IBM uses liquid metal to boost solar-cell efficiency

The company's tech increases the power of the sun's rays by a factor of 10, using liquid metal to transfer the resulting heat from solar cells

Computing giant IBM is in the process of developing technology that generates solar power more efficiently, aided by a liquid-metal cooling process.

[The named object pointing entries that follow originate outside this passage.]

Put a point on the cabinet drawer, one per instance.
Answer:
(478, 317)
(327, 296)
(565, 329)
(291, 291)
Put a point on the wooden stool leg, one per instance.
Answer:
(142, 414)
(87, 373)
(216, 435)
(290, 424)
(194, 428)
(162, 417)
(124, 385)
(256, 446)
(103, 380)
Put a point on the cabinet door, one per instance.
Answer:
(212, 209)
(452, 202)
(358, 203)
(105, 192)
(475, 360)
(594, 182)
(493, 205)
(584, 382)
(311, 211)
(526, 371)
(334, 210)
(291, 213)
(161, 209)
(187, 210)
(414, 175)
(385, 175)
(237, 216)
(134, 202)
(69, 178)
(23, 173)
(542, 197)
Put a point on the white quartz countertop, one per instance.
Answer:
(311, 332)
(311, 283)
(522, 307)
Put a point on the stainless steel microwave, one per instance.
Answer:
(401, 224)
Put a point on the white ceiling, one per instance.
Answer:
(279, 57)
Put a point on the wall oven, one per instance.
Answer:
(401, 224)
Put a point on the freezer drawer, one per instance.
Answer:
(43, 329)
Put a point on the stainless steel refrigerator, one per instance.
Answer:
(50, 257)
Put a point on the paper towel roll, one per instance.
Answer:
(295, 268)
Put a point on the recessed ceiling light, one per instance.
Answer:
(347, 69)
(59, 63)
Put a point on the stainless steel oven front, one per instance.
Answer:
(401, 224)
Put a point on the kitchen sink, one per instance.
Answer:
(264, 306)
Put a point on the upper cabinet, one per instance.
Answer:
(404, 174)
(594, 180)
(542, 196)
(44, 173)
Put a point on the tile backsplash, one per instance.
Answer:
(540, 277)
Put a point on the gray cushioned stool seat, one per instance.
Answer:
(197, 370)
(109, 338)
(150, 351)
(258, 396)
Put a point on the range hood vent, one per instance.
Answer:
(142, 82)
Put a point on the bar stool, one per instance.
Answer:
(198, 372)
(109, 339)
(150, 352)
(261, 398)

IBM's system concentrates sunlight on a 1cm2 photovoltaic cell using a large lens, in a similar method to using a magnifying glass to start a fire. IBM claims the concentration increases the power of the sun's rays by a factor of 10, allowing cells that normally generate 20W of power to generate 200W instead.


 
One of IBM's magnifying lenses

One of the problems the technology's researchers had to overcome was how to avoid destroying the cells with the concentrated sunlight. In experiments, the researchers managed to melt stainless steel with the magnifying apparatus, so had to work out how to cool the solar cell efficiently.

Between the cell and a cooling block is a thin layer of liquid metal that conducts heat away from the solar cell to the cooling block. IBM researchers used a mixture of two metals with low melting points: gallium, a semiconductor, and indium, which is used in low-melting-point alloys. IBM already uses this technology to cool high-power chips.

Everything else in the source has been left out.